PROVIDENCE, R.I. [Brown University] -- Brazil once had the world's highest rate of deforestation. And while land is still being cleared at an alarming rate, the country has been successful in reducing its deforestation in recent decades. Continuing that trend will require continued government enforcement of regulations and the cooperation of landowners who control the fate of much of the the country's remaining forests.
Peter Richards and Leah VanWey, two Brown researchers who have done previous research in Brazil, have published an analysis of property in Mato Grosso, Brazil's third-largest state, to see if they could gain a better understanding of where those efforts should be focused.
Richards and VanWey used data on property size, type, and land use in Mato Grosso's Environmental Registry of Rural Properties, the Global Forest Cover project, and Brazil's National Institute of Space Research's Monitoring Deforestation in the Brazilian Amazon by Satellite Project (PRODES) to complete their analysis. The study reveals the area's distribution of deforestation and how much forest cover remains throughout the land. The information, published in this month's issue of Nature Climate Change, could be useful to policymakers seeking to better understand where to focus anti-deforestation laws.
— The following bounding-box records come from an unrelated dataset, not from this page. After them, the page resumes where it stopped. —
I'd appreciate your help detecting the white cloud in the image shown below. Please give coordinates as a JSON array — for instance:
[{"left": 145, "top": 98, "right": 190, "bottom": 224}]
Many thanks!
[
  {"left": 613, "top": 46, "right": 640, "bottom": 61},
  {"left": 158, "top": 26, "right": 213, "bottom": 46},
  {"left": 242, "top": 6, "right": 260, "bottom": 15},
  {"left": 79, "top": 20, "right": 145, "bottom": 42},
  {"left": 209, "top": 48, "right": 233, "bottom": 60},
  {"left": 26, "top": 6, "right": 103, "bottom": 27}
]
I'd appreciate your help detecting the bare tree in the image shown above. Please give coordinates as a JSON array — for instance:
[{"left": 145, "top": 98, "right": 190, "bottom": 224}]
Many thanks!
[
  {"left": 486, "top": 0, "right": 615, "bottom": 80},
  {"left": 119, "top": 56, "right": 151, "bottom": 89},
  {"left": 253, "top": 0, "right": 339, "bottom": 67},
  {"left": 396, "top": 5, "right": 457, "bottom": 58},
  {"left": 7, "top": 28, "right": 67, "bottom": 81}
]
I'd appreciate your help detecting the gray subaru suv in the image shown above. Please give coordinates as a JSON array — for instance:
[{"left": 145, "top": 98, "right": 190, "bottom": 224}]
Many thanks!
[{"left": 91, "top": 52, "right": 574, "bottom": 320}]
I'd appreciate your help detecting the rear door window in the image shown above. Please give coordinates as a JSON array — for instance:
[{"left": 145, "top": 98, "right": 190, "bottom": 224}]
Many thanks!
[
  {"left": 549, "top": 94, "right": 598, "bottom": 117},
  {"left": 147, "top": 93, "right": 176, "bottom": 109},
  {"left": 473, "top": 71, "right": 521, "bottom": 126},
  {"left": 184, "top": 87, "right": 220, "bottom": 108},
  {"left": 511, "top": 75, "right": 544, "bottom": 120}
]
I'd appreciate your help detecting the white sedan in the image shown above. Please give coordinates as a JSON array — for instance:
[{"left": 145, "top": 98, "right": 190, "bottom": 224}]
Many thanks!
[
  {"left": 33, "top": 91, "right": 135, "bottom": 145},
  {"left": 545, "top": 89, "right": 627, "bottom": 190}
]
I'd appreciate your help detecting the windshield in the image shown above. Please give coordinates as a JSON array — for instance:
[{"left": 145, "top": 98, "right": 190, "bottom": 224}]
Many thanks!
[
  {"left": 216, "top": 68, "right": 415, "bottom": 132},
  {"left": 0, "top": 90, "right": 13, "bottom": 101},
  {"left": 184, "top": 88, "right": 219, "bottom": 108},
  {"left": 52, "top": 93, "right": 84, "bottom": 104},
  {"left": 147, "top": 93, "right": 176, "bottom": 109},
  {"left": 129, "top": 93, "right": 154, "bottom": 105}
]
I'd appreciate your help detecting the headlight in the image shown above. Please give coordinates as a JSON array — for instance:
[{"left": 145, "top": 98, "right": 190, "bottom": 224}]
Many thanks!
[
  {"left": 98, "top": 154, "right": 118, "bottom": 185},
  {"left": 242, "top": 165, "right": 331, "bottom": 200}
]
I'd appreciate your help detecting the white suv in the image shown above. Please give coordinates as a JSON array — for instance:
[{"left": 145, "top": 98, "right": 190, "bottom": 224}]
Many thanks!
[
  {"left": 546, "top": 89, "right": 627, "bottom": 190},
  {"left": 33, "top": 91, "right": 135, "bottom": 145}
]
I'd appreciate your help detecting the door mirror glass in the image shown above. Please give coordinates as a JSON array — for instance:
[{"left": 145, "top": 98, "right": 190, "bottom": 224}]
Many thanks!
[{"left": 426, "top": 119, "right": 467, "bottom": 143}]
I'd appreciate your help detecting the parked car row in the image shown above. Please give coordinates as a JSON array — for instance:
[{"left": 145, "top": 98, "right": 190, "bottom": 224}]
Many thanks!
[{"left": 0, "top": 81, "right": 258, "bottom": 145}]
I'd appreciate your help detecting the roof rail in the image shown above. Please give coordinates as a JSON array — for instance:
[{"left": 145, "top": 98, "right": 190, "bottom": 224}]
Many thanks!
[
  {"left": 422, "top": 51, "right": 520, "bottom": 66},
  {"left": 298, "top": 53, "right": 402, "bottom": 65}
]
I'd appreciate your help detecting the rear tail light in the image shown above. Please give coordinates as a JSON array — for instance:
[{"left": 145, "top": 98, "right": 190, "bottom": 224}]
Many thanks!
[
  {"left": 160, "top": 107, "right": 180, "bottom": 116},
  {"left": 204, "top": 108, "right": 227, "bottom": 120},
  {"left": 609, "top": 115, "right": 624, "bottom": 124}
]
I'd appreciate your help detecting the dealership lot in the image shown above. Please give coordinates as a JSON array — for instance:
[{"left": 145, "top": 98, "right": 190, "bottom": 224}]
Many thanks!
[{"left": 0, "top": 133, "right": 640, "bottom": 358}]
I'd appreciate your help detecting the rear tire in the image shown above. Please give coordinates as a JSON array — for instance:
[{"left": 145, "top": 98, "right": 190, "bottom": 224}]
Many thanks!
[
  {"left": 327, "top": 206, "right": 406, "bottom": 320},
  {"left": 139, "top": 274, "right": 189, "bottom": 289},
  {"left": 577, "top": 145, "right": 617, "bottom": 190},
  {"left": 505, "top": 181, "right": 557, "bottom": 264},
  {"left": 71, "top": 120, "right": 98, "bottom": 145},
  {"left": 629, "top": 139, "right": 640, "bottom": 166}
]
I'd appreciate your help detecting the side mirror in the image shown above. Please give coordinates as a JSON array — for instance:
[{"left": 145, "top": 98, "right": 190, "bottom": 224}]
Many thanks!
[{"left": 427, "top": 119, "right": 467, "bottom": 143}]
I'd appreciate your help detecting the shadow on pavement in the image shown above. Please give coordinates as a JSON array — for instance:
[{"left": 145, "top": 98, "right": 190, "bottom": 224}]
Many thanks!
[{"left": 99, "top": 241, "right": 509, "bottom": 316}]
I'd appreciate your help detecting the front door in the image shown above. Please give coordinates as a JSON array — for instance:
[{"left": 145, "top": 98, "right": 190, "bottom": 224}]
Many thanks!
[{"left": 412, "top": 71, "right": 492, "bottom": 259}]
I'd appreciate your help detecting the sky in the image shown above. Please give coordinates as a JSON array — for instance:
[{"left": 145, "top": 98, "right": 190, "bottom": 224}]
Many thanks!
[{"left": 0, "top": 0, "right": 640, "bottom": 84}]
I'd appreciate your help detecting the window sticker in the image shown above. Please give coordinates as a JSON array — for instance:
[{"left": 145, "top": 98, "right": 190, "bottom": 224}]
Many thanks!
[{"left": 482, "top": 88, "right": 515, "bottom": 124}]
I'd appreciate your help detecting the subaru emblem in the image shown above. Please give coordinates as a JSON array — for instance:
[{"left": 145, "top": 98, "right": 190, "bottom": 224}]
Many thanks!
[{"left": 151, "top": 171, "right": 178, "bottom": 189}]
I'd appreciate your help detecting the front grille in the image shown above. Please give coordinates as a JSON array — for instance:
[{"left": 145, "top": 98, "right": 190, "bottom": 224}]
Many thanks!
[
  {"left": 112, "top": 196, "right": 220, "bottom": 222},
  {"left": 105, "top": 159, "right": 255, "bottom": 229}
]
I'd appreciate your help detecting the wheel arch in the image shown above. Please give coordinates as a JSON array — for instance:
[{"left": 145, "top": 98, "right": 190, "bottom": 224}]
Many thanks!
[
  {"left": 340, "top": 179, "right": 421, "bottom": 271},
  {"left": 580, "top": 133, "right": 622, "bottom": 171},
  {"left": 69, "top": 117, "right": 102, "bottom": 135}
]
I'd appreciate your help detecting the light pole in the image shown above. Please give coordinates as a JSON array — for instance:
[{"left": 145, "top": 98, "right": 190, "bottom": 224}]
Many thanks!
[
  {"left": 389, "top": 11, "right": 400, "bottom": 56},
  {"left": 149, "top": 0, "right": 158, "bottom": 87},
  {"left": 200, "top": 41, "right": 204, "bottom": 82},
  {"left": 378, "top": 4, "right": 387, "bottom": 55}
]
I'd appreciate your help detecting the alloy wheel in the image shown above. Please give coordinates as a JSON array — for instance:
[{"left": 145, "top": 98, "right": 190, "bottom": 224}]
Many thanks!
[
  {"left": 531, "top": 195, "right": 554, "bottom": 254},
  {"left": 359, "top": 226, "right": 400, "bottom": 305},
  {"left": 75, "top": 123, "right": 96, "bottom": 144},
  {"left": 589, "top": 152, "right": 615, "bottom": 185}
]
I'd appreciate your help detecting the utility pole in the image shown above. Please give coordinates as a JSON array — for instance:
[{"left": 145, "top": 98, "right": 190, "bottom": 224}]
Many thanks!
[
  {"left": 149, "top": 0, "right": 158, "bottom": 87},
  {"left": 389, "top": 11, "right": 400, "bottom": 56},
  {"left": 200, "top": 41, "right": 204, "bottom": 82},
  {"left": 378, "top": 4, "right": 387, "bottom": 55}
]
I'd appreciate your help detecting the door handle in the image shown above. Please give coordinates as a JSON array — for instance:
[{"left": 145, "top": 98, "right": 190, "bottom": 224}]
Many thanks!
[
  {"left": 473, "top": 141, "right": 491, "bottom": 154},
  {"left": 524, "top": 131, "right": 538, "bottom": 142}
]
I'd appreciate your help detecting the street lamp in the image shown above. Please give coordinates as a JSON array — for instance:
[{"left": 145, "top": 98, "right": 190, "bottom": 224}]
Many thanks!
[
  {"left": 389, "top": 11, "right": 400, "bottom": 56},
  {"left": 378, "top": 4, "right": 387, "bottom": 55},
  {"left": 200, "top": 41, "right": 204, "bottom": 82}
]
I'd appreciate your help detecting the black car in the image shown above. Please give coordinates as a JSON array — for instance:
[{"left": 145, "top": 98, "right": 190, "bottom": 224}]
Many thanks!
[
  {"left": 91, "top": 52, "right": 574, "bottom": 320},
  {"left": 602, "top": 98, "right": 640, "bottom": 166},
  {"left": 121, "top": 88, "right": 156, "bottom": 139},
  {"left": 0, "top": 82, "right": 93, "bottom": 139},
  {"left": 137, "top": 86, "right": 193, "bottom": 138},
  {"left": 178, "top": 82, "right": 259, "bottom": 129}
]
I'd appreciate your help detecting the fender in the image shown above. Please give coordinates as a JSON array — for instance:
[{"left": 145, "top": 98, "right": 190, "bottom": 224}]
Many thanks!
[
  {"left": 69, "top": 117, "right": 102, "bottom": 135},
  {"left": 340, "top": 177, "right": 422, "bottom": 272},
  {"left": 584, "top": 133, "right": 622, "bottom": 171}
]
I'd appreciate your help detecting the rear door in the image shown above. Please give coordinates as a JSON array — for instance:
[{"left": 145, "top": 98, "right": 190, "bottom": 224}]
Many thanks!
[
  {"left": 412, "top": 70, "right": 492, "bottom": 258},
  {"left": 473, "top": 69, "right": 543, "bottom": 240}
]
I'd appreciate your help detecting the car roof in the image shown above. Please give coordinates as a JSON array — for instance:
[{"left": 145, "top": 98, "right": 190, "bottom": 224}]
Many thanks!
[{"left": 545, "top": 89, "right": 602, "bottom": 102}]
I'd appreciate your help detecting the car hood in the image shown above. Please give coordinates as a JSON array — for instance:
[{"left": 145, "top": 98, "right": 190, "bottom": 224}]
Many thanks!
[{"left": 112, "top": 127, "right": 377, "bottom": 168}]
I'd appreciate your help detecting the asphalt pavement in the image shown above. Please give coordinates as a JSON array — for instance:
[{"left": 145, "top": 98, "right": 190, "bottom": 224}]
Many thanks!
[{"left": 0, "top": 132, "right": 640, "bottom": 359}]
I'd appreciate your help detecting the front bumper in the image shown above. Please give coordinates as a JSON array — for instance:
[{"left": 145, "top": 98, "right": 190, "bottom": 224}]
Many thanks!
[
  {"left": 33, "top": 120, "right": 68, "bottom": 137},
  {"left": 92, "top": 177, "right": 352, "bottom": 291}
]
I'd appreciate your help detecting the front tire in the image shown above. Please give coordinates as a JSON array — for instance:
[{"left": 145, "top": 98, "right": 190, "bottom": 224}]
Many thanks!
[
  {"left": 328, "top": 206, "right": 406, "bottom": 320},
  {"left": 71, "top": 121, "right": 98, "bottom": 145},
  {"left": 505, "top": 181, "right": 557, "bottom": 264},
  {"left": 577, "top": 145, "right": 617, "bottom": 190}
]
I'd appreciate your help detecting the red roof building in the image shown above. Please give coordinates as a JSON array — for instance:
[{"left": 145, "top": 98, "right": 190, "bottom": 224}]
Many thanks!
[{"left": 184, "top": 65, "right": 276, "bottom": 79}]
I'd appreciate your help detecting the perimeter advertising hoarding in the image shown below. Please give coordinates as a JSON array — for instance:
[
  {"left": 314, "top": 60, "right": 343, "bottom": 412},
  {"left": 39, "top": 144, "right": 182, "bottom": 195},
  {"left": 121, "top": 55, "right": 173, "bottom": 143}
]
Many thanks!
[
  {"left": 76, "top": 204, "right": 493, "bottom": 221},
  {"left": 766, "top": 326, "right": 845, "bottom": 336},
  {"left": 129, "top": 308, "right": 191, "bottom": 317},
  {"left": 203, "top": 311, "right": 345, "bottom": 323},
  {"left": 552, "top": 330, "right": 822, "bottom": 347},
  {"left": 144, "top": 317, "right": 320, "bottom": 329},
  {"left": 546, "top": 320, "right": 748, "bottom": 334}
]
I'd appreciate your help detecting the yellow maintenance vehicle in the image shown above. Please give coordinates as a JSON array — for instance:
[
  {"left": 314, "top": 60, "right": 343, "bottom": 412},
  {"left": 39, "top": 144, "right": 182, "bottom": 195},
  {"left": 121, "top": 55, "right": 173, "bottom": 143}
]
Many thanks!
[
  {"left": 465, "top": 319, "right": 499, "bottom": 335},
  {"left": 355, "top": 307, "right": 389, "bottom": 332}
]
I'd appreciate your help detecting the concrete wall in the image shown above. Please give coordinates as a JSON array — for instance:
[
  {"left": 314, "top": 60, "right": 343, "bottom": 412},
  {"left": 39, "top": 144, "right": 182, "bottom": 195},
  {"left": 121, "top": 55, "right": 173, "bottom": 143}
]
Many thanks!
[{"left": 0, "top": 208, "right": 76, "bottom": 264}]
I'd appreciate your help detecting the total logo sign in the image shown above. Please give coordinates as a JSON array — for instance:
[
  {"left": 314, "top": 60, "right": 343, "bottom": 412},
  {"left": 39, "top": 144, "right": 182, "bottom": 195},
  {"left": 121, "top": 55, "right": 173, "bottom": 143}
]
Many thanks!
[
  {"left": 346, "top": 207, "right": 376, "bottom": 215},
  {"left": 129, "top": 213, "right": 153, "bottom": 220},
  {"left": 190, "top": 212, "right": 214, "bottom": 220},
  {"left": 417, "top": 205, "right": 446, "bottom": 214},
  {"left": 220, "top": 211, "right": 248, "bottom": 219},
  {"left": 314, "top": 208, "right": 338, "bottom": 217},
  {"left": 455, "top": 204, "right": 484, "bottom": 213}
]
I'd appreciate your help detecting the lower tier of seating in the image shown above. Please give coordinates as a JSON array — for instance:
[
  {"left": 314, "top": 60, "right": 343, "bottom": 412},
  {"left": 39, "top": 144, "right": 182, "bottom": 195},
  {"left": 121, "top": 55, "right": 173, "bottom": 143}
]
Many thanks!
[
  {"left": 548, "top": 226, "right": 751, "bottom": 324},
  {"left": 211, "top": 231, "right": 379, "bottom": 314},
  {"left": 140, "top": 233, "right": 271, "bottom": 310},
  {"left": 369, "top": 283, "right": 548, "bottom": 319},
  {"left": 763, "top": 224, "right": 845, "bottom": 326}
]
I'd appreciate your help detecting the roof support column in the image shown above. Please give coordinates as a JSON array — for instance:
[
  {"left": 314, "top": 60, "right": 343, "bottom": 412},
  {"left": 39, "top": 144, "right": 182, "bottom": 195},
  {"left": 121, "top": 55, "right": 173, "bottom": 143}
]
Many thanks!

This is a graph showing remaining forest cover in Mato Grosso, Brazil, by property type. Credit: Peter Richards/Brown University
Looking at the current distribution of deforestation, remaining forest cover and carbon stocks according to property size, Richards and VanWey, who both have affiliations with Brown University's Institute at Brown for the Environment and Society and its Populations Studies and Training Center, found that nearly two-thirds of remaining forests and carbon reserves are located on private properties, with the majority of those properties owned by large landowners.
Much of the government's current efforts focus on reducing forest loss in areas controlled by small landholders, as it's believed that those landholders clear a higher percentage of their land. Additionally, the analysis looks back at the distribution of deforestation in Mato Grasso when rates were at all all-time high. The data indicated that between 2001 and 2012, when more than 83,000 kilometers of forest were cleared in Mato Grosso, 38 percent of that loss took place on large properties. Because those rates have since declined, it's believed by some involved in the anti-deforestation movement that previous efforts to control deforestation on larger properties have already been successful, which is how the current focus on smaller properties is justified.
"Many researchers have basically declared victory on deforestation among large farmers. Small farmers clear a larger percentage of their land, and large farmers have reduced their rates of clearing in the last decade. But when you look at a whole landscape like Mato Grosso, the large farmers own so much of the land that even lower rates of deforestation translate into big areas and many tons of carbon," said VanWey, associate professor of sociology.
Richards and VanWey predict that Mato Grosso is entering a period of renewed high rates of deforestation because of several factors, including the increasing value of farmland, the growing size of the state's cattle herd, the current dollar-real exchange rate, and the Brazilian government's continued support of export-oriented commodity agriculture.
Brazil's Plan for the Control of Deforestation in the Amazon III focuses on reducing deforestation in smallholder farms, given the success the government previously had in targeting owners of larger properties. But in looking at the results of their analysis, Richards and VanWey advocate for continued focus on larger properties. They argue that high rates of forest loss on small properties will likely have significantly lower impact carbon emissions than forest loss over a broader area.
Richards and VanWey suggest that the government implement both incentives for landowners to maintain their forest cover, like payments for ecosystem services, and bureaucratic and legal obstacles for those looking to clear their lands.
"In the future, Brazil will need to continue to work with its large landowners in the Amazon to preserve the state's remaining forest cover," said Richards, a National Science Foundation postdoctoral fellow. "In some sense, this will likely mean continued restrictions on what can be cleared or how land in the Amazon can be used."